Claude Durand pense en outre que ce ne sont pas les journalistes qui ont écrit du bien de la Campagne de France avant le scandale qui n'ont pas lu le livre, mais l'inverse. «Je crois au contraire que la presse dans son ensemble a cessé de lire quand les invectives ont commencé à pleuvoir, dispensant les uns et les autres de toute vérification: quel gain de temps! Ce n'est que du jour où l'auteur et son éditeur ont paru ne pas broncher sous les tirs croisés qu'on s'est remis à lire et citer plus scrupuleusement.» Il cite l'ironique chronologie de l'affaire par Bernard Frank, dans le Nouvel Observateur: «J'avais lu la Campagne de France. Et les passages incriminés. En leur temps. Il y a deux mois. Rien. Pas un mot. C'était du Renaud Camus. A cause de mon absence de vigilance, nous avons manqué un scoop. Nous aurions pu être les premiers. A propos d'une émission qui n'existe plus. Alors que Laure Adler, directrice de France-Culture, à l'origine de la suppression, a su depuis donner de la voix.»
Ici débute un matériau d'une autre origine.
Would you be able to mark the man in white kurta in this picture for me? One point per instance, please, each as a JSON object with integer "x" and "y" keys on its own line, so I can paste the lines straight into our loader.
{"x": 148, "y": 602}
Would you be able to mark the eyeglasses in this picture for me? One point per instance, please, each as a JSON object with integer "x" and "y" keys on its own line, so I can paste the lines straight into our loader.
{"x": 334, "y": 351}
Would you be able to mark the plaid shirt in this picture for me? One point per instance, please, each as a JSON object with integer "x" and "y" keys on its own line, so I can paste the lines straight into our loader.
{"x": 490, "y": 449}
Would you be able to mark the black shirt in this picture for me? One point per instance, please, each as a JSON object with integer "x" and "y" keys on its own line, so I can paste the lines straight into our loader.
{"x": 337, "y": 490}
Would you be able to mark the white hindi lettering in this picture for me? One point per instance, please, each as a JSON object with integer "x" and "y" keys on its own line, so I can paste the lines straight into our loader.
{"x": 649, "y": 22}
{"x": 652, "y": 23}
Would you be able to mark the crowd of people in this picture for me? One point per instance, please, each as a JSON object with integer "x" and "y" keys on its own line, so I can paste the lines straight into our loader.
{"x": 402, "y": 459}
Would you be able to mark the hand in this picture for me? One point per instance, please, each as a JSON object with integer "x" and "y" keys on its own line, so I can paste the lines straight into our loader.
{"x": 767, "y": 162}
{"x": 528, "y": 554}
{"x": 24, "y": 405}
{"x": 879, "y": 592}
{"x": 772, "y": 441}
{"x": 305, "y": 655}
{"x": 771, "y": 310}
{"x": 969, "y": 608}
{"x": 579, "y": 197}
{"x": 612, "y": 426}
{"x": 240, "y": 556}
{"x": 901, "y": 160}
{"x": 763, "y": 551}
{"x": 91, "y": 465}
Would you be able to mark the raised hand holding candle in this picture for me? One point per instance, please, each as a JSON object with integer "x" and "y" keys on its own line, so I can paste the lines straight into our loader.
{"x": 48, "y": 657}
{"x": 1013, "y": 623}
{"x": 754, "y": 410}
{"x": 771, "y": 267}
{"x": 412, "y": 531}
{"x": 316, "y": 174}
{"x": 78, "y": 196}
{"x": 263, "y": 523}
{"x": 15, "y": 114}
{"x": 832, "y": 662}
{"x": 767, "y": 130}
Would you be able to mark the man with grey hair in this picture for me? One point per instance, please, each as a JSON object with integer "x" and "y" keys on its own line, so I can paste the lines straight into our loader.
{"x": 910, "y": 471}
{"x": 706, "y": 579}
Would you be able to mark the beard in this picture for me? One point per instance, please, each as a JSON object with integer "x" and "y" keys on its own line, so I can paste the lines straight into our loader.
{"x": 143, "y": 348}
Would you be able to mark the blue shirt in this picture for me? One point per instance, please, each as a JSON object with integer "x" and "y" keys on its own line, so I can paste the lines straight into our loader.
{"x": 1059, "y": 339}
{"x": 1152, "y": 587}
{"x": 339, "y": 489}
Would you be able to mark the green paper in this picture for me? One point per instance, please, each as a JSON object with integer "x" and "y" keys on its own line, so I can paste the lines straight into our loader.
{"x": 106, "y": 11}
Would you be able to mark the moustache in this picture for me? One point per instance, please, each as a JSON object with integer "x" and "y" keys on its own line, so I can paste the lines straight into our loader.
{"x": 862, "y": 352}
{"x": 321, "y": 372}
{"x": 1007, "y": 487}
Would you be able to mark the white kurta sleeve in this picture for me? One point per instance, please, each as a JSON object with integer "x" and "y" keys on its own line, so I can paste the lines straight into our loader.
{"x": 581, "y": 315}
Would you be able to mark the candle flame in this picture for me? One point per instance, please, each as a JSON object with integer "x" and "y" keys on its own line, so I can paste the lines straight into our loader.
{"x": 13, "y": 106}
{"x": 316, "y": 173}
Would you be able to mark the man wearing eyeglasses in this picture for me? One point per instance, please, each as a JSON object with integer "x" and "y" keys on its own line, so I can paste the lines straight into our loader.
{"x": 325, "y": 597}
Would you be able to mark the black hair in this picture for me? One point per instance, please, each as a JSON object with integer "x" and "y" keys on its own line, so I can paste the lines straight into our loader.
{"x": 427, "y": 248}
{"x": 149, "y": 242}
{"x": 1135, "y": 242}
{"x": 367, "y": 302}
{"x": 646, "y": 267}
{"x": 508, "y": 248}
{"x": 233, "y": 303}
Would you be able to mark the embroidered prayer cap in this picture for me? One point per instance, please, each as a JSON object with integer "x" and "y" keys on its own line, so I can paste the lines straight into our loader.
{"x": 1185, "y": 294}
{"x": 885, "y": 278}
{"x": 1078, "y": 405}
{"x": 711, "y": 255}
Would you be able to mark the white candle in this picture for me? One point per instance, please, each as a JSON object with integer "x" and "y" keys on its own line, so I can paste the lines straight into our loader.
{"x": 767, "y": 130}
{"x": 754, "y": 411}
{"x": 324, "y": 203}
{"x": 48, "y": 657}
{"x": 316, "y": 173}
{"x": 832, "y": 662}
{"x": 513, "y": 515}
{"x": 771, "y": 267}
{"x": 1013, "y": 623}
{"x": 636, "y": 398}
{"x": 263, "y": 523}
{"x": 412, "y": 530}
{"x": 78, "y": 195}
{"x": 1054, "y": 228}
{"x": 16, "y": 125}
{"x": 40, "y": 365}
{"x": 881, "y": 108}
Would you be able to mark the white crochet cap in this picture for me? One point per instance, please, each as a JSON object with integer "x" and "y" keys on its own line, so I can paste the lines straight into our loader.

Cicatrices. C'est l'hypocrisie qui a entouré cette affaire qui semble le plus irriter Claude Durand. Il dit republier le livre avec des blancs pour qu'on les conserve «comme les cicatrices infligées à la liberté d'expression par une étrange coalition d'intolérances, inspirées chez les uns par une indignation de bonne foi, chez d'autres  par des rancoeurs sédimentées, chez les troisièmes par des réflexes conditionnés et le souci de garder le monopole de l'invective ou la préséance dans la protestation, chez d'autres enfin, hélas, par le souci criminel d'allumer des feux qui justifient qu'on entende leurs clameurs et appelle leurs secours une fois leurs prédictions vérifiées par les phénomènes pervers qu'ils ont eux-mêmes suscités.» Cet Avant-propos de Claude Durand aussi pourrait faire quelque bruit.